You can even be more quantitative with a slight change into the Arduino sketch. Consider the following:
float lastReading;
unsigned long time;
void setup() {
Serial.begin(9600);
lastReading = analogRead(A5)*5/1024.;
}
void loop() {
while (fabs(analogRead(A5)*5/1024. - lastReading) < 0.1) {
time = micros();
}
for (int i = 0; i < 480; i++) {
unsigned long now = micros();
Serial.print(now - time);
Serial.print(" ");
float currentReading = analogRead(A5)*5/1024.;
Serial.println(currentReading);
}
while (1) {
// do nothing
}
}
At the beginning of the loop we still wait for a change in the voltage, but in this case we collect the current time in the time variable. The current time is given by the micros() function returning the number of microseconds elapsed since the start of the sketch. As soon as the voltage changes we start measuring the voltages across the capacitor, but in this case we also get the time of each measurement and send to the Serial monitor both the time elapsed since the start of the measurements and the measurement values.

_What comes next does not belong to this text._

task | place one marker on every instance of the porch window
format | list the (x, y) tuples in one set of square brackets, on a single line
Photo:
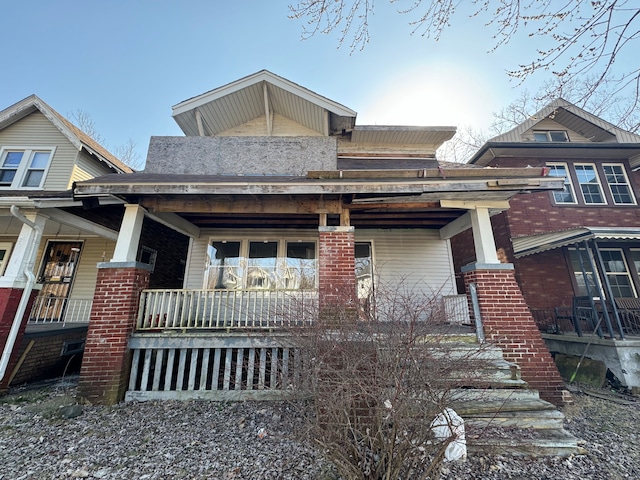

We write those two numbers to the Serial monitor, then copy and paste them into a text file for subsequent analysis. The picture below shows the data collected by us, during the charge:
Times are in microseconds and you can see how rapid is the process. The capacitor is almost at its full charge already after 2 seconds. We used a resistor whose resistance was R=9.94 kΩ. We can then get the value of the capacitor from these measurements. With some mathematics one obtains a time constant θ of 0.53 s, from which we can derive C as θ/R≈54 μF. The nominal value of the capacitor we used is 47 μF. The error in the determination of it is then less than 15%.